Coming Full Circle: Vineyard Uprooting Then and Now

UPROuted vineyards near uzes

Languedoc in transition (once again)

Today, as 2025 comes to a close, Languedoc once again finds itself pulling out vines on a large scale — a reality that must feel eerily familiar to those who lived through the crisis of the 1980s. Across southern France, growers are accepting subsidies to uproot vineyards as falling consumption, oversupply, and economic pressure make many parcels no longer viable. While the causes differ in detail, the structural logic is strikingly similar: too much wine, too little demand, and a production model out of step with reality.

In the 1980s, uprooting was driven by the collapse of Europe’s mass wine economy. Cooperative cellars were overflowing, consumption was falling, and the European Union responded with vine-pull schemes aimed at reducing volume and restoring balance to the market. Those programs marked the end of Languedoc’s role as France’s industrial wine basin and triggered a fundamental shift toward quality, varietal diversity, and export-focused production under the newly expanded IGP system.

Four decades later, the region faces a different but equally destabilising challenge. Wine consumption is again declining — this time for cultural, health, and generational reasons — while climate change is making many vineyards harder and more expensive to farm. Rising alcohol levels, recurring droughts, disease pressure, and increasing input costs have eroded margins, particularly for growers producing entry-level wines. As in the 1980s, uprooting has become a tool of last resort, allowing growers to exit an unsustainable model or make room for restructuring.

What makes this moment feel like a full circle is not simply the return of uprooting itself, but what follows it. In the 1980s, vines were pulled out to make way for new grapes, new people, and new ideas. Today, uprooting is again clearing space — not for volume, but for adaptation. Parcels are being replanted with drought-tolerant Mediterranean varieties, experimental PIWI grapes, or sometimes not replanted at all, allowing growers to rethink scale, biodiversity, and long-term viability.

Once again, the IGP system sits at the heart of this transition. Just as IGPs (Indication Géographique Protégée - see earlier blog) enabled the international varietal revolution of the late 20th century, IGPs now provide the regulatory flexibility needed to respond to climate and market realities. They allow growers to pivot toward resilient varieties, lower-input viticulture, and new styles better aligned with today’s consumers

Souvignier Gris

Souvignier Gris is a modern, pink-skinned, fungus-resistant (PIWI) grape known for producing full-bodied white wines with notes of melon, apricot, and quince, similar to Pinot Gris. It is valued for sustainable farming due to its disease resistance.

 

From Science to Emotion

The planting of PIWI and indigenous grapes are front-and centre in sustainable viticulture, and will become widespread in Languedoc’s vineyards.

 

The future?

PIWIs are grape varieties that have been bred and selected from Vitis vinifera and non-vinifera parents, to have a high resistance to fungal diseases, as well as other attributes.

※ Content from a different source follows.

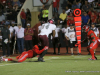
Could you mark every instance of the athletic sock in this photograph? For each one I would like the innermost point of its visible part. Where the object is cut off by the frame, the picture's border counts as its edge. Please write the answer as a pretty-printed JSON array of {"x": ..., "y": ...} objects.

Once again, the IGP system sits at the heart of this transition. Just as IGP enabled the international varietal revolution of the late 20th century, IGPs now provide the regulatory flexibility needed to respond to climate and market realities. They allow growers to pivot toward resilient varieties, lower-input viticulture, and new styles better aligned with today’s consumers.

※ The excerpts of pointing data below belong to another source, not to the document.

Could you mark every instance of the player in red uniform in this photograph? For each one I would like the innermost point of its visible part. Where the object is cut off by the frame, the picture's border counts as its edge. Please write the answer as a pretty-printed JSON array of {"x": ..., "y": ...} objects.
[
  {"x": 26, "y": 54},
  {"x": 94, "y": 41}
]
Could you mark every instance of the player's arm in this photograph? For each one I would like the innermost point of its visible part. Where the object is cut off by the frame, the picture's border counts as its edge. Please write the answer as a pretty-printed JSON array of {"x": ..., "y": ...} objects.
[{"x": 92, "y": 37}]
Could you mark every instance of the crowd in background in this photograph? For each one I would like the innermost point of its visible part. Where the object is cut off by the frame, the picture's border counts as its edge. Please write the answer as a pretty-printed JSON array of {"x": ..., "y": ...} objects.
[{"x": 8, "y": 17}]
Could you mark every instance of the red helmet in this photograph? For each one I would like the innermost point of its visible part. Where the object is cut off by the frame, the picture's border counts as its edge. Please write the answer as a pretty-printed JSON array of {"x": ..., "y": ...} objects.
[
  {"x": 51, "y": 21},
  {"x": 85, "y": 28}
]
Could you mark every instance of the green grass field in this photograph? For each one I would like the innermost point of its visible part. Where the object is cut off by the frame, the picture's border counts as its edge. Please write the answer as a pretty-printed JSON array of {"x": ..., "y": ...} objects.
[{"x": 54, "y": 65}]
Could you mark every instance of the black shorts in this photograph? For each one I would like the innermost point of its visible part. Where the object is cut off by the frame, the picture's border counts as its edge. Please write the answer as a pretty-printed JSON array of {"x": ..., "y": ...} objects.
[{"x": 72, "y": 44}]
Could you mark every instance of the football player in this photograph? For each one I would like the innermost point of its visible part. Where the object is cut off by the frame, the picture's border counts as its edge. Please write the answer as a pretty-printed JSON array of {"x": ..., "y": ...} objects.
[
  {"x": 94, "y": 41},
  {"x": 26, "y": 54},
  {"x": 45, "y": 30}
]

In this sense, Languedoc is not repeating history — it is completing a cycle. The industrial vineyard was dismantled in the 1980s to make room for quality and diversity. Today’s uprooting marks the end of another phase, clearing the way for a leaner, more resilient viticulture shaped as much by ecology as by economics. Once again, the region is redefining itself — not by clinging to the past, but by using crisis as a catalyst for reinvention.

a vineyard awaits 2026

Languedoc’s history shows that uprooting is never just about loss — it is about transition. In the 1980s, vines were pulled out to end an industrial wine economy and open the door to international varieties under the IGP system. Today, uprooting returns as climate change and declining consumption force another reckoning. Once again, the IGP framework provides the freedom to adapt, allowing growers to rethink scale, reduce inputs, and plant PIWI grapes designed for resilience rather than volume. What looks like repetition is, in fact, evolution: the region using the same mechanism to answer a new set of challenges. Languedoc is not abandoning its vineyards — it is redefining them, proving once more that its greatest strength lies in its ability to change.